By most accounts, February was a good sales month although it wasn’t quite as robust as January. Locally, construction surged ahead but, outside of our territory, struggles with snowfall and a pullback in demand cooled sales for many in New England. Nonetheless, optimism remains for a strong spring and most dealers have been by buying with a little heavier hand as the market, although holding firm with a few breaks here and there, has opened some opportunities from wholesalers looking to move stock at great discounts. In what has been observed as a “reactive” market, what is being purchased today is likely extending dealer’s inventories beyond their normal “needs” which could mean a little less demand on the wholesale level by the time that spring arrives. It's interesting to note that, in what appears to be a lingering habit from the pandemic years, fewer buyers use the “load the boat” strategy and instead choose to use a fair amount of restraint in purchasing for future needs as the ever-present fact that the market can change on a dime in this global economy has fewer buyers going in too deep and too far out with their inventories.

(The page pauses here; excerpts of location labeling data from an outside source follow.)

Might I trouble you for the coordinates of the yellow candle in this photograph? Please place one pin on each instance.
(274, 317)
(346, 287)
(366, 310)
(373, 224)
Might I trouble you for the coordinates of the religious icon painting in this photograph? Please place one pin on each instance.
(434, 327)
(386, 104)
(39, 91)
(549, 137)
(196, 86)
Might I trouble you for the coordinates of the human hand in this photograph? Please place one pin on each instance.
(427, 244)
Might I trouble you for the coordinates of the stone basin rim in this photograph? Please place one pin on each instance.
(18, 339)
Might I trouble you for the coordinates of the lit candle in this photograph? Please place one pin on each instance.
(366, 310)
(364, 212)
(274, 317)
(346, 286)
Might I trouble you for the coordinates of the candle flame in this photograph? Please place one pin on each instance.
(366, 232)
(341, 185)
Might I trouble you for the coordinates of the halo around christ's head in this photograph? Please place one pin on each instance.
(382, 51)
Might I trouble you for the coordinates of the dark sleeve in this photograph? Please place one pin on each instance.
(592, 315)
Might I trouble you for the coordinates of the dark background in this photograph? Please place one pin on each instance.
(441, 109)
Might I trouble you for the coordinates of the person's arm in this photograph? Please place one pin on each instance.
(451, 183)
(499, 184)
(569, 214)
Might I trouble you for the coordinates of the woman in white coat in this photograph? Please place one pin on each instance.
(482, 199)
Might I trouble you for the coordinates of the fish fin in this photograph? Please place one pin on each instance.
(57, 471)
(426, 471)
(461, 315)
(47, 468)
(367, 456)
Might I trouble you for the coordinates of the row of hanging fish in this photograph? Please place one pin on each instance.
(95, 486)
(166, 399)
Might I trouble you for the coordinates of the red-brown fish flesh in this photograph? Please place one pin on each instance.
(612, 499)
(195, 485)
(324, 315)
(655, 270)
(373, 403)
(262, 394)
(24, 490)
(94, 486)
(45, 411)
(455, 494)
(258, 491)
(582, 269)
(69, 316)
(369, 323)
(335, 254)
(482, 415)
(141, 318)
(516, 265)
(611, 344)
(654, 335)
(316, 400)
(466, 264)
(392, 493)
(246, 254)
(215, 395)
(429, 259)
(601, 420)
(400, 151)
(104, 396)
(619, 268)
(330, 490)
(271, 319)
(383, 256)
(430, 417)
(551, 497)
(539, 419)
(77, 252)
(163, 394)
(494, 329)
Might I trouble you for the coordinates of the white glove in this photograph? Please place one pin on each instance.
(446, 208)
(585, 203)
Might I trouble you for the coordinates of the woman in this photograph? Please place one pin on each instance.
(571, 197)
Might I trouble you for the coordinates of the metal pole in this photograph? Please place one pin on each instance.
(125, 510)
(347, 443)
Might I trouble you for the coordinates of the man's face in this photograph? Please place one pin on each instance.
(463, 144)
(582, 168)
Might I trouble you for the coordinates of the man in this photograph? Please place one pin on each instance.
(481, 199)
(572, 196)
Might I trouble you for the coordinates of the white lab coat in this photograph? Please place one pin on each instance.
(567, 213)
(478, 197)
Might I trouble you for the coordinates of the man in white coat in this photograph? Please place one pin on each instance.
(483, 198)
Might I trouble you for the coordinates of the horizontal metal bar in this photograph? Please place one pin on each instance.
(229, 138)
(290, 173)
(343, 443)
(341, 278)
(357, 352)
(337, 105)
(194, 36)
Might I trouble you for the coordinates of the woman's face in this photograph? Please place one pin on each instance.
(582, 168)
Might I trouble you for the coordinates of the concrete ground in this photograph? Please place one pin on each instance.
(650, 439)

Also undoubtedly having an influence are the numerous consolidations, acquisitions and mergers of retail and wholesale companies in recent years that have put more pressure on buyers to maintain favorable turns of their inventories, to appease upper management. In the broad picture, this has been a healthy behavior for businesses and the lumber market as well, as it has helped to temper much of the short-term volatility we have endured in the past. In any event, at this time prices are flat, and supplies appear to be good across the board, although there are signs of tightening that may soon impact pricing, especially if we see a surge in demand that is accompanied by favorable weather conditions. With winter soon to be in our rearview mirror, we do anticipate that prices will likely push upward for March or, at the very least, remain firm as the next season of homebuilding develops.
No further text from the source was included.